Kiva looked faintly bored but determined to see her duty through. “Perhaps he has some unusual abilities or accomplishes things that might be difficult to explain without magic?”
“He is skilled in battle strategy, my lady,” Vishna said. “Unusually so. But that is no more than the application of a disciplined mind to the cultivation of natural gifts.”
“Another proverb,” Kiva observed dryly. “Must you jordaini always speak in forms and formulas? It is unspeakably dreary.”
“Truth is seldom as int
eresting as lies,” Matteo muttered.
The magehound wheeled toward him, her face incredulous. Immediately Matteo realized his mistake. If the elf woman thought he was accusing her of falsehood, his life was forfeit.
But after a moment Kiva smiled and nodded. “I agree. Unlike truth, lies must make sense. They demand an internal logic and attention to detail that truth, in its innocent arrogance, does not always achieve. Do you understand me, jordain?”
Matteo answered as he always did: honestly. “Not quite, lady.”
Her jade-colored brows flew up. “Ah. We have a rare beast here—a man who will admit that he does not know something rather than speak a false word. You are a credit to your kind, jordain.”

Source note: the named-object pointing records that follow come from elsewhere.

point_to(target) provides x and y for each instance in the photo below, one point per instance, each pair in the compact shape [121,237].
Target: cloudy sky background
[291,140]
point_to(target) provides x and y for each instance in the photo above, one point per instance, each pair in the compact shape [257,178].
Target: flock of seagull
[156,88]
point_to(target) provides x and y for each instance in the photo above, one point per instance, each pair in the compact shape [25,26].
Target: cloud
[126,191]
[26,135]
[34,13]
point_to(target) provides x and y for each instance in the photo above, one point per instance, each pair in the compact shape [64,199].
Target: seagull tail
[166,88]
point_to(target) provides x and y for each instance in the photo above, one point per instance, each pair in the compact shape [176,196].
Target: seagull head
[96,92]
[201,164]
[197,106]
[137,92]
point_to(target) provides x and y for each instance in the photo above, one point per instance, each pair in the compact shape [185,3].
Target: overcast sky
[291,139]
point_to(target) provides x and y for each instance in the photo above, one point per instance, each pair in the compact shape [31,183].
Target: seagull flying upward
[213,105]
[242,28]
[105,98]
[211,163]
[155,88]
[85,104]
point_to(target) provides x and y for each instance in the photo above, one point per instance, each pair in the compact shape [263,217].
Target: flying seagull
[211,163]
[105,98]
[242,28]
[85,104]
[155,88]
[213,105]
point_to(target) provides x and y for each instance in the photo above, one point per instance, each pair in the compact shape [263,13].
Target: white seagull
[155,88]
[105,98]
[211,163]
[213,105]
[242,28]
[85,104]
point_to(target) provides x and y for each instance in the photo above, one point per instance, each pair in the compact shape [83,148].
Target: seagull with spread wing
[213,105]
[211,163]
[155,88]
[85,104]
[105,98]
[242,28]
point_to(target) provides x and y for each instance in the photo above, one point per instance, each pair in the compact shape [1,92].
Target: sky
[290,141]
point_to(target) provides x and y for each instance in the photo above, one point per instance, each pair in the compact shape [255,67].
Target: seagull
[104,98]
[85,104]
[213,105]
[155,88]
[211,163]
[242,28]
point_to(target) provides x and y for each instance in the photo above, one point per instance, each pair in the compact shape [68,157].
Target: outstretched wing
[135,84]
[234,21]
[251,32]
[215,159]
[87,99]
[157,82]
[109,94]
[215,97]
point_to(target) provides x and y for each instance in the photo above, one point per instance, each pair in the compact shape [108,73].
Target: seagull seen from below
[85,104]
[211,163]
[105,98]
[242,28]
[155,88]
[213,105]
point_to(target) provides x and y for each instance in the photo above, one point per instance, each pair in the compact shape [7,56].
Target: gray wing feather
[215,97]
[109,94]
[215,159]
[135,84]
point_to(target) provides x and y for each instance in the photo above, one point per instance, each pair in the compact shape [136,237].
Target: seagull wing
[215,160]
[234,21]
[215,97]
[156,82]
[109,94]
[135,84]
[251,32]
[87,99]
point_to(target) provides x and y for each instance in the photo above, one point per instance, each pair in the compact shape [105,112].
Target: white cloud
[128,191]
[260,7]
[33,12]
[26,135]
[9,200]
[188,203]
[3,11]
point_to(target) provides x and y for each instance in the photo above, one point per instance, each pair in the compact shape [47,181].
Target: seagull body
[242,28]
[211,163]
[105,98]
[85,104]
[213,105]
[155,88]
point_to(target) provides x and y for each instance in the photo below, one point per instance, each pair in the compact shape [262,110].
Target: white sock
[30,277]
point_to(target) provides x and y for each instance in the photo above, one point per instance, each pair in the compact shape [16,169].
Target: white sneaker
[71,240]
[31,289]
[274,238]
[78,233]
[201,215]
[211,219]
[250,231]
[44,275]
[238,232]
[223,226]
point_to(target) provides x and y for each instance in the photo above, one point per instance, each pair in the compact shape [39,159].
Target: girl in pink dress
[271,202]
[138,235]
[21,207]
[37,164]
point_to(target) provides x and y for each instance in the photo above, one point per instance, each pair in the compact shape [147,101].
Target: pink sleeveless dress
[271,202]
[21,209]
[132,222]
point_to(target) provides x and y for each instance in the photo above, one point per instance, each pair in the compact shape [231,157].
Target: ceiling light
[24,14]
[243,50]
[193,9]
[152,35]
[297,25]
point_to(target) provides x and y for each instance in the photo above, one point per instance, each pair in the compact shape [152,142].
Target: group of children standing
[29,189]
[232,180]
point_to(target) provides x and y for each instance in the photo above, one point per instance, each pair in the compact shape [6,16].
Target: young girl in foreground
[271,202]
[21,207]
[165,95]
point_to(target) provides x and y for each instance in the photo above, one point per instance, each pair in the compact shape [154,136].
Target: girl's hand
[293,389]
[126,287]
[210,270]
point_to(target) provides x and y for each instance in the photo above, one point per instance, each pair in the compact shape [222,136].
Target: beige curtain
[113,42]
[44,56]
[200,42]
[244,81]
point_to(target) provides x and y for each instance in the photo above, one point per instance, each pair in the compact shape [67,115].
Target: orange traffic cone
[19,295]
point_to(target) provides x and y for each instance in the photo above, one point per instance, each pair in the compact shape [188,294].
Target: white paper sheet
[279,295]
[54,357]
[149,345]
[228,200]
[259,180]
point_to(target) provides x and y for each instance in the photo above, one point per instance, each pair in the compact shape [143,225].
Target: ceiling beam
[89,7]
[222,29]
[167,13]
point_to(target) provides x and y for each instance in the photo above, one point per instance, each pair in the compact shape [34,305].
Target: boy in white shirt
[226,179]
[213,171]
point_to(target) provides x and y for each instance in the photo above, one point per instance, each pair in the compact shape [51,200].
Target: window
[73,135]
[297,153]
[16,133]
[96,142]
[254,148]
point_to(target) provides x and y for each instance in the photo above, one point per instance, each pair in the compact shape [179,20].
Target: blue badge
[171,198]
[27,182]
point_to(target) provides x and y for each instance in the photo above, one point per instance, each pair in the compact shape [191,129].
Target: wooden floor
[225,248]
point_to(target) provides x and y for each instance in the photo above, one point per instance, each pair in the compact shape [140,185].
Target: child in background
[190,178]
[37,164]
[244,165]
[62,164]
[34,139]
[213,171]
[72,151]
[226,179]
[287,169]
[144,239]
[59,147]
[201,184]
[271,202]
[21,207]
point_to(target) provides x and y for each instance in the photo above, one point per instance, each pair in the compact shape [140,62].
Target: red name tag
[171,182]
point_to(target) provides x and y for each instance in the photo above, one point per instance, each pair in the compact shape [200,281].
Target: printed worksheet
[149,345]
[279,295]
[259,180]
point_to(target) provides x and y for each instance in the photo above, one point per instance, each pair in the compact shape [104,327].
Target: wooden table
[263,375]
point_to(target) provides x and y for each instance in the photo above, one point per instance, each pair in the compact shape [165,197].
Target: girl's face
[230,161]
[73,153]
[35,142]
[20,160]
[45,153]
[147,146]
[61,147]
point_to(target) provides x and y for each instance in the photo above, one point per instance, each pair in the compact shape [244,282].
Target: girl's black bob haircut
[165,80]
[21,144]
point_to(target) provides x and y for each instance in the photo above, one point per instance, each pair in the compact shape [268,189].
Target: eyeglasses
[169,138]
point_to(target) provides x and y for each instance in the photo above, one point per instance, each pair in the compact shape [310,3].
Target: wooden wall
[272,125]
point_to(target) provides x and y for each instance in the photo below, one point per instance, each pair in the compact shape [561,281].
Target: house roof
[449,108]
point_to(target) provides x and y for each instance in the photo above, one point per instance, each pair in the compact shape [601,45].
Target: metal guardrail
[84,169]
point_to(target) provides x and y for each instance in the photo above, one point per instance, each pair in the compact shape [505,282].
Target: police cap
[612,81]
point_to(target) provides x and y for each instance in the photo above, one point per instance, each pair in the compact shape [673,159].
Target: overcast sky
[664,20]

The lilt in her voice held true praise, but Matteo saw mockery glittering in her eyes. Puzzled, he answered as best he could. “I thank you for your words, lady,” he said, adding subtle emphasis that acknowledged the hidden blade in her compliment.
The magehound looked intrigued. “You speak well, for a man whose wits are hemmed in with proverbs and platitudes. Perhaps you would like to tell me about your fellow jordain. What is it about him that makes the crystal sing?”
“I do not know of this crystal and its properties, lady, so I cannot answer your question.”
“Actually, that’s quite a good answer,” she said approvingly. “You do not know the crystal. Well enough. But you do know the man and his character?”
Matteo hesitated, then inclined his head in a single curt nod.
“And do you know him well?” she prodded.